Каждую пятницу Алексей задавал себе этот вопрос и уходил от ответа.
Пятница была днём получки в фирме «Окно из Европы». Хочешь — не хочешь, а надо торчать на рабочем месте и делать задумчивый вид, ибо никто не знает заранее, в котором часу придёт шеф и принесёт заветные конвертики. Специалисту по рекламе Алексею Чепраку — именно так он значился в ведомости на зарплату — своего конвертика хватало как раз до следующей пятницы.
Художником он себя уже не называл. Имел мужество не называть.
Художник — это тот, кто может рисовать. Причём, во всех смыслах «может». Желания, умения и даже таланта для этого недостаточно. Нужны ещё время и место. Студия. Большой светлый дом, а в доме — просторный высокий зал с окнами во всю северную стену. Или застеклённая мансарда на крыше пятиэтажки, в которой живёшь. Или, на худой конец, одна из комнат в собственной двухкомнатной квартире — и плевать, что окно выходит на юго-восток: можно зашторить или работать только во второй половине дня. Главное — чтобы никто не смел к тебе войти, когда ты работаешь. Чтобы никаких ковров на стенах и тем более на полу. Никаких платяных шкафов и комодов. Никаких телевизоров и гладильных досок. Только ты и твои холсты, и кофеварка на табурете в углу, где розетка.
И ещё нужна свобода, которая несовместима с осознанной необходимостью еженедельно приносить домой конвертик…
Ещё в марте у Алексея была студия — подвал заводского Дома Культуры. С потолками высотой всего два метра с четвертью и совсем без окон, зато весь. Безраздельно. А потом завод продал здание своего ДК какому-то ЗАО с крайне ограниченной ответственностью. В итоге Алексей потерял место оформителя, перестал быть художником, и ему ещё повезло, что он почти сразу устроился специалистом по рекламе в «Окно из Европы». Но офис фирмы был открыт только днём, а много ли наработаешь ночью на кухне, на листочках ватмана формата «А-четыре»? Для «А-третьего» кухонный стол был уже слишком тесен…
Алексей торчал на рабочем месте и делал задумчивый вид, глядя поверх монитора в бесконечность.
Думать было не о чём: компьютер прокачивал большую картинку из порносайта и сообщал, что намерен заниматься этим ещё минут двадцать.

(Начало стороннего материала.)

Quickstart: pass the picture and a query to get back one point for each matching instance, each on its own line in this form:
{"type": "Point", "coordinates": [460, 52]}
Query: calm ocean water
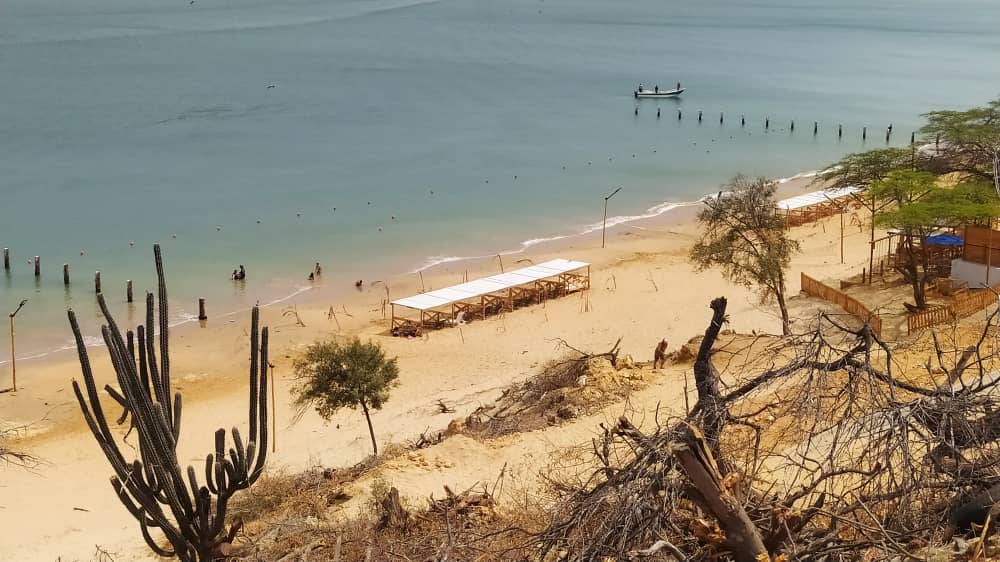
{"type": "Point", "coordinates": [139, 120]}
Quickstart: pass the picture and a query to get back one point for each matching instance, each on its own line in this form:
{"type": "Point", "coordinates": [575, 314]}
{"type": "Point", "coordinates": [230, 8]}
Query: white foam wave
{"type": "Point", "coordinates": [654, 211]}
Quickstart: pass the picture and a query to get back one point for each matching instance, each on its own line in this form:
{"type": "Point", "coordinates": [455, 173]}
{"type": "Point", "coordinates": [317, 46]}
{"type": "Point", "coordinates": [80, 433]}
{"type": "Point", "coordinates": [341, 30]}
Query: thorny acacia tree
{"type": "Point", "coordinates": [918, 207]}
{"type": "Point", "coordinates": [744, 236]}
{"type": "Point", "coordinates": [821, 450]}
{"type": "Point", "coordinates": [334, 375]}
{"type": "Point", "coordinates": [190, 516]}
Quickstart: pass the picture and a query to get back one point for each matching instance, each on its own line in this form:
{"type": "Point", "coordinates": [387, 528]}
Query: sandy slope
{"type": "Point", "coordinates": [643, 290]}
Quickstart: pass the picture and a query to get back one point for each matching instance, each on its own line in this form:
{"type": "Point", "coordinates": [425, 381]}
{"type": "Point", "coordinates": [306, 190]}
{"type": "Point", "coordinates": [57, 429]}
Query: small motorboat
{"type": "Point", "coordinates": [645, 93]}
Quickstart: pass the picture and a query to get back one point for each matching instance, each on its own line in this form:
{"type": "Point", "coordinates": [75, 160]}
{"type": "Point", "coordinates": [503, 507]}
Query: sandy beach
{"type": "Point", "coordinates": [643, 289]}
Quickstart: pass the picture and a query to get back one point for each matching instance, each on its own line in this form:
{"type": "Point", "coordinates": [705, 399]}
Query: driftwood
{"type": "Point", "coordinates": [695, 457]}
{"type": "Point", "coordinates": [393, 514]}
{"type": "Point", "coordinates": [759, 466]}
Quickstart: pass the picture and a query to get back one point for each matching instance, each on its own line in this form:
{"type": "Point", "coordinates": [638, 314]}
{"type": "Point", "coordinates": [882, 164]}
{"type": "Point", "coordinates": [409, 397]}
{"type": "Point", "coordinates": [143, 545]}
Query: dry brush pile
{"type": "Point", "coordinates": [828, 454]}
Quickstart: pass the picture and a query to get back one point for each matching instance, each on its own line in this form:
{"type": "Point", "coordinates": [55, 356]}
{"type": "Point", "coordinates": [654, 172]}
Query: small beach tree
{"type": "Point", "coordinates": [334, 375]}
{"type": "Point", "coordinates": [744, 237]}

Экран был на три четверти чёрен, а верхнюю четверть занимало изображение мосластой волосатой лапы, экстатически вцепившейся в румяную, как французская булочка, ягодицу. Голая правда, слишком примитивная даже для рекламы.
Всё генитальное просто…
Бесконечность, куда он смотрел, тоже была не видна: её заслоняла светло-зелёная араукария в кадке, простёршая длинные мягкие иглы над Люсиным (Лидиным?) журнальным столиком. Каковая Лида (или всё-таки Лена?) старательно листала орфографический словарь, время от времени откидывая со лба чёрные кудряшки и оглядывая офис внимательными серыми глазами.
Под офис фирма «Окно из Европы» арендовала малый читальный зал в старом библиотечном корпусе Усть-Ушайского архитектурного института. Стены были толстенные, в четыре кирпича, а высокая утеплённая дверь офиса была плотно закрыта, но при известном навыке шаги начальства можно было услышать издалека. И Алексей их услышал. Судя по шагам, начальство пребывало в благодушии. Значит, немотивированных втыков не предвидится, а предвидится, наоборот, неслабо мотивированная пьянка.
Алексей перемигнулся с Жекой и Георгичем и снова сделал задумчивое лицо, потому что его стол стоял как раз напротив двери, по левую руку от стола Ильи Сергеевича. Жекин то ли стол, то ли верстак, заваленный разнообразной электроникой, пропахший канифолью и во многих местах прожжённый паяльником, был отгорожен от двери буфетом с чайными причиндалами. А всю глухую короткую стену напротив двухтумбового стола шефа занимало хозяйство Георгича — стеллажи и шкафы с образцами продукции, рулонами чертежей и лохматыми кипами спецификаций. Маленький столик и внушительный сейф Таисии Павловны располагались по правую руку от начальства.
Шаги приближались.
Лена-Люся-Лаура тоже озабоченно прислушалась и, заложив страницу словаря линейкой, серой мышкой скользнула к буфету — готовить чай.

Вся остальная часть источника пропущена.